Structure and formation energy of carbon nanotube caps

TL;DR

This paper investigates the geometry and energetics of carbon nanotube caps, demonstrating how cap structure determines nanotube chirality and analyzing formation energies through ab-initio calculations.

Contribution

It introduces a geometric method to specify nanotube caps and links cap structure to chirality, providing insights into formation energies and diameter distribution.

Findings

Caps with isolated pentagons have lower formation energy (~0.29 eV/atom).

Adjacent pentagon pairs significantly increase formation energy (~1.5 eV).

Formation energy explains diameter distribution in CVD-grown nanotubes.

Abstract

We present a detailed study of the geometry, structure and energetics of carbon nanotube caps. We show that the structure of a cap uniquely determines the chirality of the nanotube that can be attached to it. The structure of the cap is specified in a geometrical way by defining the position of six pentagons on a hexagonal lattice.
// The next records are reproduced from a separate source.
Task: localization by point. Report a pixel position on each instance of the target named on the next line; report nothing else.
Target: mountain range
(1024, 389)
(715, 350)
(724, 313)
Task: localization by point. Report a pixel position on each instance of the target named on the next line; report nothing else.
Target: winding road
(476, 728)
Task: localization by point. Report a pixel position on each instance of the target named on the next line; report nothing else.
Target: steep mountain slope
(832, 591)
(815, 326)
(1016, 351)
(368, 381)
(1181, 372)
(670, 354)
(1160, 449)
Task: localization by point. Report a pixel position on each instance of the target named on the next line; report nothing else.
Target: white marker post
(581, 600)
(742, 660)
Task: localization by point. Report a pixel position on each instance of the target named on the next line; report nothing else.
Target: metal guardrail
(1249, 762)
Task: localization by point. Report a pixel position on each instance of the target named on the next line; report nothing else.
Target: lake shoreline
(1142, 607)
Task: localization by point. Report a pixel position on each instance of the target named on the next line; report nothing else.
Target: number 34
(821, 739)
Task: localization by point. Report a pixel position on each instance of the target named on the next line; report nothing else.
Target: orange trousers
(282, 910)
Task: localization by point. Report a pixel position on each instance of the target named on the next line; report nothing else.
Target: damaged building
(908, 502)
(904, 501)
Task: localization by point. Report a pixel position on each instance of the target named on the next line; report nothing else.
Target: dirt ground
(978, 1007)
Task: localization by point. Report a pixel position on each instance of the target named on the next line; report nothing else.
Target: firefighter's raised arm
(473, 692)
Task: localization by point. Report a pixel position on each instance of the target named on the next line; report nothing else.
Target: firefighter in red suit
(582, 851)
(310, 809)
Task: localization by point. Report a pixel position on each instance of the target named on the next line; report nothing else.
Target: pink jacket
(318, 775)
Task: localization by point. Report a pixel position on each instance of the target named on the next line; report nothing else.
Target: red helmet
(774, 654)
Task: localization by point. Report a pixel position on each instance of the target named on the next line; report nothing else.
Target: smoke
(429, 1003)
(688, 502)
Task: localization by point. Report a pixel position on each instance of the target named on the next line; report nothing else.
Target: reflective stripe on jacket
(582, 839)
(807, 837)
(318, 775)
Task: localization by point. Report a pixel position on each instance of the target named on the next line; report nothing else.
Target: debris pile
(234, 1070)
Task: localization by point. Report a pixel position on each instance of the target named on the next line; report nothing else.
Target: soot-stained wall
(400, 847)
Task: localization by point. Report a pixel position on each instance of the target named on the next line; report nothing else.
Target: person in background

Moving one (or more) pentagons systematically creates caps for other nanotube chiralities. For the example of the (10,0) tube we study the formation energy of different nanotube caps using ab-initio calculations. The caps with isolated pentagons have an average formation energy 0.29+/-0.01eV/atom. A pair of adjacent pentagons requires a much larger formation energy of 1.5eV. We show that the formation energy of adjacent pentagon pairs explains the diameter distribution in small-diameter nanotube samples grown by chemical vapor deposition.